Conséquence : “Les Russes ont aujourd’hui beaucoup d’artillerie et de véhicules blindés sur le front, mais peu d’hommes pour les utiliser”, affirme Rod Thornton. On est très loin de la célèbre règle d’or de tout conflit armé où le rapport de forces doit être de 3 contre un en faveur de l’agresseur si ce dernier veut l’emporter. “Actuellement, ce serait plutôt du deux contre un et même du un contre un à certains endroits”, estime Jeff Hawn.
Tant que les remplaçants n’arrivent pas sur le front, cette “pénurie de soldats est vraiment devenue l’une des principales raisons du ralentissement de la progression russe dans le Donbass”, estime Jeff Hawn.
C’est d’autant plus vrai que les Ukrainiens ont, quant à eux, “beaucoup moins de mal que les Russes à motiver des volontaires à rejoindre l’armée pour défendre le pays” note cet expert.
Mobiliser ou ne pas mobiliser, telle est la question
Toutes les initiatives mises en place par Moscou – ces campagnes de recrutement et la promesse de salaires mirobolants pour le commun des Russes – ne semblent pas avoir eu de franc succès, raconte le Moscow Times.
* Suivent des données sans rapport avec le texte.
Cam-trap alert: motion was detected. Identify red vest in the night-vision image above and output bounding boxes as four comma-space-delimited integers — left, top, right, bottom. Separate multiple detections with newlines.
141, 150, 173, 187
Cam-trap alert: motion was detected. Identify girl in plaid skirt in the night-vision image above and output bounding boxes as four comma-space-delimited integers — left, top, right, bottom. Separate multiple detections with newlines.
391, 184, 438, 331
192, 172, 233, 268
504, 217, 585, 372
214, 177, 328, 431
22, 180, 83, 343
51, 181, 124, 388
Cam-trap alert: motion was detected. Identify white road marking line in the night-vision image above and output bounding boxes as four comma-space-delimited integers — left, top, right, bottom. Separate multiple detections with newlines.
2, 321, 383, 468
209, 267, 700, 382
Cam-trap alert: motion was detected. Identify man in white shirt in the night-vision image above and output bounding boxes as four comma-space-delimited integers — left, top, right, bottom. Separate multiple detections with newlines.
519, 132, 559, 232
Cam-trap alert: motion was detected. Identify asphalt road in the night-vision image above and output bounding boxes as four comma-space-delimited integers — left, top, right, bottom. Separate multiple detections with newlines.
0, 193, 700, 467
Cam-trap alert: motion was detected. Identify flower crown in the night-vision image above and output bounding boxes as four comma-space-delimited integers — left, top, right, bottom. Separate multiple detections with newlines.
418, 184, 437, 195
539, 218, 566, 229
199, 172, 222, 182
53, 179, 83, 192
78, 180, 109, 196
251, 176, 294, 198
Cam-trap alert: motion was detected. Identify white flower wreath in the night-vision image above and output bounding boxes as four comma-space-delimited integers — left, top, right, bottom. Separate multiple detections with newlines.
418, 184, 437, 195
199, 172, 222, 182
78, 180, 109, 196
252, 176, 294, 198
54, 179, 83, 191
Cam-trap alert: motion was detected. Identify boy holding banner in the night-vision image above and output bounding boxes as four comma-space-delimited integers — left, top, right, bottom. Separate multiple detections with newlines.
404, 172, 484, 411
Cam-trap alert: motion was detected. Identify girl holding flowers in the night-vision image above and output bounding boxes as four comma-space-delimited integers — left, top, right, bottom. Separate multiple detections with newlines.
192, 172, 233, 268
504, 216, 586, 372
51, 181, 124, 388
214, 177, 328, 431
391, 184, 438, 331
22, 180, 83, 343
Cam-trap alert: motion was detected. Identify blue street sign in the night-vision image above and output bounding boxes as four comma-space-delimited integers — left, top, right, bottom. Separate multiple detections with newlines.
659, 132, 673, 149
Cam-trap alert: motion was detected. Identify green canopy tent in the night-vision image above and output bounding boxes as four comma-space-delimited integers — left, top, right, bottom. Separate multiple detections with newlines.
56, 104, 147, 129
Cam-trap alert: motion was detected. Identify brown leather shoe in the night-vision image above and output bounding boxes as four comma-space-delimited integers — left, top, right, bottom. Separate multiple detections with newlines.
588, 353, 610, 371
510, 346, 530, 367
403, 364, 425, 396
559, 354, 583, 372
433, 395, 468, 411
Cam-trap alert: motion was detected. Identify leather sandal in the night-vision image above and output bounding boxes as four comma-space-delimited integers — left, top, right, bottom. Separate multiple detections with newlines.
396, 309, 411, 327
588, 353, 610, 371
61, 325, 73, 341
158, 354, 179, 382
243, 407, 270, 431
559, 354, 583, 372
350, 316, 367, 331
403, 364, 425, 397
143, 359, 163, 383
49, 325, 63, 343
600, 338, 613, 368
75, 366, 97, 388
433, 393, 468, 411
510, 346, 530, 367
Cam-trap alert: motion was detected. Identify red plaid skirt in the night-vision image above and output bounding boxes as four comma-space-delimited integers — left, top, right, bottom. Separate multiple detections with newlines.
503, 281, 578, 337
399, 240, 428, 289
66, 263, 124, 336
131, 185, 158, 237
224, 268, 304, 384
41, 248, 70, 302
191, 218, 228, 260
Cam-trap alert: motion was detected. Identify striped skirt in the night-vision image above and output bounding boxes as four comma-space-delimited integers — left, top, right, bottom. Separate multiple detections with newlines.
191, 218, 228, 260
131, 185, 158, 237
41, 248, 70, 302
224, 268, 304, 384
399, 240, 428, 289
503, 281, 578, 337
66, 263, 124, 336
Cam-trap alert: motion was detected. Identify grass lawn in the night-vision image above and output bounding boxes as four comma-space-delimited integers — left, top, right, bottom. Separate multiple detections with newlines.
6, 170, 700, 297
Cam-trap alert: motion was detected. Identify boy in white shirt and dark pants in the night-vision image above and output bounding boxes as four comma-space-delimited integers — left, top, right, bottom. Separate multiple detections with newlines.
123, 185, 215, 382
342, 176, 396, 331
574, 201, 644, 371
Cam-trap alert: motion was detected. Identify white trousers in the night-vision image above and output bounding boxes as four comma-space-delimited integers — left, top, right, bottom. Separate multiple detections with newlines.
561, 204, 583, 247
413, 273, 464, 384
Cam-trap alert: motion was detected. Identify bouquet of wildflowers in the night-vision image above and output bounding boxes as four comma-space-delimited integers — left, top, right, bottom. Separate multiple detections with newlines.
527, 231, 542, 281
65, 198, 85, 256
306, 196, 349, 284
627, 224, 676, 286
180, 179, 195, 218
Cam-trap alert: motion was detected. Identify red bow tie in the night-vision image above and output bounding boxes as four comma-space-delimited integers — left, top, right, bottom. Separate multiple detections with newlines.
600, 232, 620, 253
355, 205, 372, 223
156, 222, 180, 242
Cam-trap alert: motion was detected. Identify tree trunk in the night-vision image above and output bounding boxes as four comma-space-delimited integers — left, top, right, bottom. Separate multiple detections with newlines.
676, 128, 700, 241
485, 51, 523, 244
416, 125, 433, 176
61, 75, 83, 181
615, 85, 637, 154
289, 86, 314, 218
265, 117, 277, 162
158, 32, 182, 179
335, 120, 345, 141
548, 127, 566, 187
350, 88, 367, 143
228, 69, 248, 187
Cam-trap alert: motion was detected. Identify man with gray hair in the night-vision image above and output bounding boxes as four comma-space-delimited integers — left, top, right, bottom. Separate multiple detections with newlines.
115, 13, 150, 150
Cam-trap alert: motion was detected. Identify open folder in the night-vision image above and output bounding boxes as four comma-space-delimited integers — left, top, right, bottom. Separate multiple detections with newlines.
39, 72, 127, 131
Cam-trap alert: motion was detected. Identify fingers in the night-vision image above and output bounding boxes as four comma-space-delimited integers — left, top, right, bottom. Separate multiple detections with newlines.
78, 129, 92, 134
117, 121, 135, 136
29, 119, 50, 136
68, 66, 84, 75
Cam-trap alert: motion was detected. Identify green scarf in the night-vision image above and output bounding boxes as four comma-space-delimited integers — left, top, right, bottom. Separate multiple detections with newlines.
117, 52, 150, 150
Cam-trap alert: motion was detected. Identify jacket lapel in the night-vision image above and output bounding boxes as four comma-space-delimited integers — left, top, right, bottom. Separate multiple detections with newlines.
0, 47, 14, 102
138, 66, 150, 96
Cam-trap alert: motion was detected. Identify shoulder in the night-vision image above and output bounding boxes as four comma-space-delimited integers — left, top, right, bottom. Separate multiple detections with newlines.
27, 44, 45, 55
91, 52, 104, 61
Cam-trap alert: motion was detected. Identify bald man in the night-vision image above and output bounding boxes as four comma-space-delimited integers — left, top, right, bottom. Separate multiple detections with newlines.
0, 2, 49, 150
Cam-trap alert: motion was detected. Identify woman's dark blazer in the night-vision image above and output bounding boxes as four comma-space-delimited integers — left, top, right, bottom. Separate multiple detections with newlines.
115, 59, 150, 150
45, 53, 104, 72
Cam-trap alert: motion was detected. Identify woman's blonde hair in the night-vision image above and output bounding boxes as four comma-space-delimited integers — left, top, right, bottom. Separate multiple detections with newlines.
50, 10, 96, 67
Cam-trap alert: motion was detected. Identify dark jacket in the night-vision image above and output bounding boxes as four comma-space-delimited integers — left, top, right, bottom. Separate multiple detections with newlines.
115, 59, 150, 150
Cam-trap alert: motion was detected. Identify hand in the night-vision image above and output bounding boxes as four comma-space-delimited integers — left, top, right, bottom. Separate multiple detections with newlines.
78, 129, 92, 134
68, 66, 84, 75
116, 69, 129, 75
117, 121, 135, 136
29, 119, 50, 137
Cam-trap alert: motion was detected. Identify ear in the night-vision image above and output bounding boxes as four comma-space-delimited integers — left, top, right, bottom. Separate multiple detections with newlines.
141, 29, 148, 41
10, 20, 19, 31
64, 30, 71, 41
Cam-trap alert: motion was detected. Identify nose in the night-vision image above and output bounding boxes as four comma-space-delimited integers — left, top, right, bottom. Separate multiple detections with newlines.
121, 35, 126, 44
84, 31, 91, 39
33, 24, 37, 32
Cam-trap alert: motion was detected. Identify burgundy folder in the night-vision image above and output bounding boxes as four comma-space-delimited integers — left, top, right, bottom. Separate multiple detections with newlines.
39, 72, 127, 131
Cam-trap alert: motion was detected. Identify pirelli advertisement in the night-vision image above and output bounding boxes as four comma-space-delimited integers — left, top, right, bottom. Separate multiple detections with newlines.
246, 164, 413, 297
Il faut dire que l’armée russe souffre d’un sérieux déficit d’image. “Elle a la réputation d’être très dure, et de n’offrir que très peu d’avantages sociaux”, assure Nicolo Fasola.
La promesse de salaire élevée “va surtout attirer des personnes appâtées par l’argent, ce qui n’en fera pas forcément les recrues les plus motivées face à des soldats ukrainiens qui se battent pour défendre leur pays”, analyse Jeff Hawn.
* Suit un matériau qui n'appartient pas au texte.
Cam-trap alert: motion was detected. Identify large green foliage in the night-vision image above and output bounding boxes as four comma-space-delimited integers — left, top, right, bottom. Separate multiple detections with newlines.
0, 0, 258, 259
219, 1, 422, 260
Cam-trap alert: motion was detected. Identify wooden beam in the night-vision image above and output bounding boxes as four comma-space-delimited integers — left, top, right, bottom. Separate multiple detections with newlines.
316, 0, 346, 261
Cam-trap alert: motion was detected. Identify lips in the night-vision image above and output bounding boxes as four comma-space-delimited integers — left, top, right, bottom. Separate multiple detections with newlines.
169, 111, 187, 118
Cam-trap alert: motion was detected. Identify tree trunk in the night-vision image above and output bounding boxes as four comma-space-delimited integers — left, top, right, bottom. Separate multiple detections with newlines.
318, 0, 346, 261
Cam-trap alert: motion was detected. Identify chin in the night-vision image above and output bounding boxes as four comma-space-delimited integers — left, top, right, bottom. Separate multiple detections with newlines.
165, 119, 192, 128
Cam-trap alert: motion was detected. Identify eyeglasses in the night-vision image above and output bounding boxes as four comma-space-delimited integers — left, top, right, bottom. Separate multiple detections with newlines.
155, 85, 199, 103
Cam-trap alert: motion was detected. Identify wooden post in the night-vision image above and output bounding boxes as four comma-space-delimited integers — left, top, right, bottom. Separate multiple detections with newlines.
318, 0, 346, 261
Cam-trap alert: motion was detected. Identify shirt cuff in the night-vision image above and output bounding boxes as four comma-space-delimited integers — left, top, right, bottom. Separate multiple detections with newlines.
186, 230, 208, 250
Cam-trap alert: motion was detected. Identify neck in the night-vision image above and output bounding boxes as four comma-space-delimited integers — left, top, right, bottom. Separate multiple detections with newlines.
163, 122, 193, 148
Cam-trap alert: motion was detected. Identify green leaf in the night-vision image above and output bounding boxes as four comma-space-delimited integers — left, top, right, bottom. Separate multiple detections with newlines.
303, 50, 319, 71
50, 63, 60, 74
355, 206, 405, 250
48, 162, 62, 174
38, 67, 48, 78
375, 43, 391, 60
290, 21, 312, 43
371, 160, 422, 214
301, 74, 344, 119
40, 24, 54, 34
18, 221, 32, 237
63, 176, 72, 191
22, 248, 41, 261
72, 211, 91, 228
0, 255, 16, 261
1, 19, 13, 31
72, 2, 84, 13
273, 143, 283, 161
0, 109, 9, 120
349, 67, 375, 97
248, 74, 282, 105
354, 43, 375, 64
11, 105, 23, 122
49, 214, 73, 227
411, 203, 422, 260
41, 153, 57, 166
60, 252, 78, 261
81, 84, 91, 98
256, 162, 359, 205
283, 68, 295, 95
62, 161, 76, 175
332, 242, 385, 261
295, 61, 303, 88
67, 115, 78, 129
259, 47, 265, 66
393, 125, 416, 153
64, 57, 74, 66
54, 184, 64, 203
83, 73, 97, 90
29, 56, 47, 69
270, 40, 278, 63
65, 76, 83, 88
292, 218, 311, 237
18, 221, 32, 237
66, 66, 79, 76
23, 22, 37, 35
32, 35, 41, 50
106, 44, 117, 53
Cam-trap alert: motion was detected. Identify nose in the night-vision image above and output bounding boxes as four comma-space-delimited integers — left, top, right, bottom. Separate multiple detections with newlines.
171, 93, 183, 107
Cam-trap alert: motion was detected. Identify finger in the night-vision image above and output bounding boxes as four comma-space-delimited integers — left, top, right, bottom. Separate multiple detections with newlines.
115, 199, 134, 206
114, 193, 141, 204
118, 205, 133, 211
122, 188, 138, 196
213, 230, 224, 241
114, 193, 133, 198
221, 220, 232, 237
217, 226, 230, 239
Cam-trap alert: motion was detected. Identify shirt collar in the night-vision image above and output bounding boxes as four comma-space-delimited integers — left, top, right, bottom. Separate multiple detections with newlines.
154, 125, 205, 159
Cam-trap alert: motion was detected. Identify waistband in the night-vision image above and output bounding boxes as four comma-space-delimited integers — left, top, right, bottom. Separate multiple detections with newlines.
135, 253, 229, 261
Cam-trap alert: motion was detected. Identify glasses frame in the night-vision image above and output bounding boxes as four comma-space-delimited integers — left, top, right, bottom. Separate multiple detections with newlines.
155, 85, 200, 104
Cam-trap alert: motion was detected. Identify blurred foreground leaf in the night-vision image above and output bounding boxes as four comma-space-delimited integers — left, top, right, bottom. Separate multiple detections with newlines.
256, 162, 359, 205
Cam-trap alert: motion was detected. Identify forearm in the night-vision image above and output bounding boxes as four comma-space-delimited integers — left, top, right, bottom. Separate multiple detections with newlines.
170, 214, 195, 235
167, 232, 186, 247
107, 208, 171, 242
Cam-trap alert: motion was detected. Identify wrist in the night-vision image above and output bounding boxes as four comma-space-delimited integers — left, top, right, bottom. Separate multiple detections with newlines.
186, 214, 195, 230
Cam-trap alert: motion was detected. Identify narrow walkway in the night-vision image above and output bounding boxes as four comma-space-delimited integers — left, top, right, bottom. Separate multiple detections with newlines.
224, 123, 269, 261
C’est pourquoi Moscou a fait venir, ces dernières semaines, des soldats des régions géorgiennes pro-Russes d’Ossétie du Sud et d’Abkhazie, de Syrie ou de Tchétchénie. “C’est un pansement temporaire qui ne va pas suffire à régler les problèmes d’effectif à plus long terme”, assure Nicolo Fasola. “C’est loin d’être suffisant pour combler les besoins, et ce sont des troupes qui vont devoir apprendre à s’intégrer à la chaîne de commandement mise en place en Ukraine”, ajoute Rod Thornton.
Il reste à Vladimir Poutine une dernière solution : la mobilisation générale. Tous les experts interrogés estiment que le président russe ne s’y résoudra qu’en dernier recours. Il faudrait, en effet, qu’il reconnaisse que “l’opération spéciale” menée en Ukraine est une guerre “car sinon, la mobilisation générale serait illégale”, souligne Rod Thornton. Un pas que Vladimir Poutine ne veut pas franchir car “ce serait politiquement très coûteux pour lui”, assure Nicolo Fasola.
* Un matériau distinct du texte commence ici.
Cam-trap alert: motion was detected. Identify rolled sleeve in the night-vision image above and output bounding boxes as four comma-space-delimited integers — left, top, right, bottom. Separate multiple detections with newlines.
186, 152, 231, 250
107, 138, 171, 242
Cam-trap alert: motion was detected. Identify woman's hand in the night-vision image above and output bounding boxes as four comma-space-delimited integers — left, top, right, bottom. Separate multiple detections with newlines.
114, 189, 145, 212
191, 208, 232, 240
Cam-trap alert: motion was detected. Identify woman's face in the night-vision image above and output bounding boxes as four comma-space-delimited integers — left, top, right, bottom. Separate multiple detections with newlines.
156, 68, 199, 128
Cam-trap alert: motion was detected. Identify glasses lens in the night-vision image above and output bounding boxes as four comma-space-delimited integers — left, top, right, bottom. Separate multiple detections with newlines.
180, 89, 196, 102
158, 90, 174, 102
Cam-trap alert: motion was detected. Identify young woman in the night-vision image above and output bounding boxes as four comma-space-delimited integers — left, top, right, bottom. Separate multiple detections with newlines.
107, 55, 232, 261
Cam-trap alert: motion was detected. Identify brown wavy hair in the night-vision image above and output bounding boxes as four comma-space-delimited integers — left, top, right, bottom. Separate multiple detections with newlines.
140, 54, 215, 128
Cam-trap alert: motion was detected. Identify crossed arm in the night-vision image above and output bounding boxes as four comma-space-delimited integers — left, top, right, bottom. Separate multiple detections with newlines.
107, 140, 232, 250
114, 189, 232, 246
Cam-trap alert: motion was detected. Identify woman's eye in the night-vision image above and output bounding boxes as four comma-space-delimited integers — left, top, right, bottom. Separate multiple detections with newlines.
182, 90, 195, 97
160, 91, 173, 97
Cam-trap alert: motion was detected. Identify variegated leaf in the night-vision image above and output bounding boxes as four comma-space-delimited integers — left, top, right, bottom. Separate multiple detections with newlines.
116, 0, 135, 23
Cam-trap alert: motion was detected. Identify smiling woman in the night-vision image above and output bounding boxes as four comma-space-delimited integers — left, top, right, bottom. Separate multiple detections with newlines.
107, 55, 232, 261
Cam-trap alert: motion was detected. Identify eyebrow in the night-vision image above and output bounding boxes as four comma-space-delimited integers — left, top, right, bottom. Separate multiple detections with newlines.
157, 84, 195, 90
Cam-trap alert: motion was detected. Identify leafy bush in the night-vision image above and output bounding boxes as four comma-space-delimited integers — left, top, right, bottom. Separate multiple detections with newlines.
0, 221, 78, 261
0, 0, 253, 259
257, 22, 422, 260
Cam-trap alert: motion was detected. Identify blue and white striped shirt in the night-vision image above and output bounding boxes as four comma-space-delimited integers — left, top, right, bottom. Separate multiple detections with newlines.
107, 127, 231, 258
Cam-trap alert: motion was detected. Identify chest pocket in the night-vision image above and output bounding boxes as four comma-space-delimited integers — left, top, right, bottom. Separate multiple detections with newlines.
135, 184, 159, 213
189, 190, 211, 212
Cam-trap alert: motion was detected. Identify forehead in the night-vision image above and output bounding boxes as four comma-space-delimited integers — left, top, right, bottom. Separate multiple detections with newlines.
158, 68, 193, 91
Le temps joue donc en faveur des Ukrainiens puisque l’avantage quantitatif russe va continuer à s’atténuer tant que Moscou ne trouvera pas un moyen de renforcer son front sans décréter une mobilisation générale. Mais ce n’est pas forcément un avantage qui mènera Kiev à la victoire finale. Le scénario le plus probable, d’après Rod Thornton, est “que les forces russes décident de passer en mode défensif pour camper sur leurs positions”.
Le Donbass se transformerait alors en une sorte de zone de conflit sans fin à l’horizon car “les Ukrainiens n’ont pas les moyens offensifs de déloger les Russes sauf à recevoir des armes plus puissantes de pays occidentaux”, affirme le chercheur du King’s College de Londres. Et c’est une option qui n’enchante guère l’Otan, soucieux de ne pas apparaître comme un cobelligérant de ce qui aurait alors de plus en plus une allure de troisième guerre mondiale.